Bibliotheken können mit Social-Media an ihrer digitalen Reputation arbeiten, wenn sie authentisch und glaubwürdig kommunizieren. Kostengünstig kann eine hohe zielgruppenspezifische Reichweite erzielt werden, und viel wichtiger: über Soziale Medien können Bibliotheken Zielgruppen ansprechen, die sie über traditionelle Kommunikation nicht oder kaum mehr erreichen.
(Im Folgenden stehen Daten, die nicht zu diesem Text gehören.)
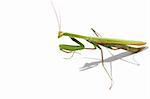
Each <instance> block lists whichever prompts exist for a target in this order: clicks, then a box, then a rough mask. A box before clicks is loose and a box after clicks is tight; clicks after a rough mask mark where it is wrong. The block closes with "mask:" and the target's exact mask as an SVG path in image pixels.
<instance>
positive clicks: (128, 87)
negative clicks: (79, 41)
mask: <svg viewBox="0 0 150 99" xmlns="http://www.w3.org/2000/svg"><path fill="white" fill-rule="evenodd" d="M54 4H55V6H56V8H57V9H60V12H61V20H62V30H63V31H67V32H72V33H78V34H84V35H89V36H94V35H93V34H92V31H91V30H90V28H91V27H93V28H95V29H96V31H98V32H99V33H100V34H101V35H103V36H104V37H110V38H120V39H131V40H133V39H134V40H142V41H146V42H147V46H149V43H150V40H149V37H150V28H149V27H150V1H149V0H54ZM57 31H58V27H57V22H56V18H55V15H54V12H53V9H52V7H51V4H50V0H1V1H0V99H100V98H103V99H150V94H149V92H150V76H149V75H150V62H149V58H150V50H149V49H147V50H145V51H143V52H141V53H138V54H136V55H135V59H136V60H137V61H138V62H139V63H140V66H136V65H132V64H129V63H126V62H123V61H120V60H117V61H114V62H113V78H114V81H115V84H114V86H113V88H112V90H111V91H110V90H109V89H108V88H109V86H110V80H109V78H108V77H107V75H106V73H105V72H104V70H103V68H102V66H101V64H99V66H97V67H94V68H92V69H89V70H87V71H83V72H80V71H79V68H80V67H82V66H84V64H85V63H87V62H93V61H97V60H93V59H87V58H84V57H88V58H96V59H99V58H100V51H99V50H96V51H86V50H83V51H80V53H81V55H78V54H75V56H74V57H73V58H72V59H70V60H65V59H63V57H67V56H69V55H70V54H69V55H67V56H64V53H62V52H60V51H59V48H58V44H59V43H62V42H65V43H71V41H70V39H68V38H64V39H57ZM83 42H84V41H83ZM84 44H87V43H86V42H84ZM88 46H90V45H88ZM104 50H106V49H104ZM104 52H105V54H104V57H105V58H107V57H109V56H110V55H109V53H108V52H107V51H104ZM112 52H113V53H115V54H119V52H120V51H119V52H118V51H112ZM65 55H66V54H65ZM126 59H127V60H130V61H132V56H129V57H126ZM106 65H107V67H108V66H109V64H108V63H107V64H106Z"/></svg>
Wie kein anderes Kommunikationsinstrument eignen sich Soziale Medien dazu, Beziehungen aktiv zu gestalten, sowie Inhalte, Erfahrungen und Meinungen auszutauschen. Schade hebt hervor, dass Mitarbeiter der Bibliothek, die in Social Media aktiv sind, zu Markenbotschaftern der Bibliothek werden.

Sehr inspirierend sind die Ausführungen von Johannes Neuer zur praktischen Umsetzung der Social-Media-Arbeit der New York Public Library (NYPL). Er führt aus, wie die NYPL anhand von drei Leitideen im Web kommuniziert: Lebenslanges Lernen Inspirieren, Wissen Fördern, Gemeinschaft stärken. Wie dies in konkreten Kampagnen und einzelnen Social-Media-Aktivitäten mit Leben gefüllt wird, mag mancher Bibliothek hierzulande Anregungen für eigene Kampagnen und Initiativen geben. Der hohe Stellenwert, den das Web-Marketing im Praxishandbuch einnimmt, ist berechtigt, denn Social Media hat sich längst von einem Nice-to-have zu einem Must-Have entwickelt.

Bibliothekaren, die mit dem Thema Öffentlichkeitsarbeit befasst sind, sowie den Bibliotheksleitungen, die entsprechende Marketing-Schritte in ihren Häusern initiieren möchten, sei das „Praxishandbuch Digitale Dienstleistungen“ zur Lektüre empfohlen.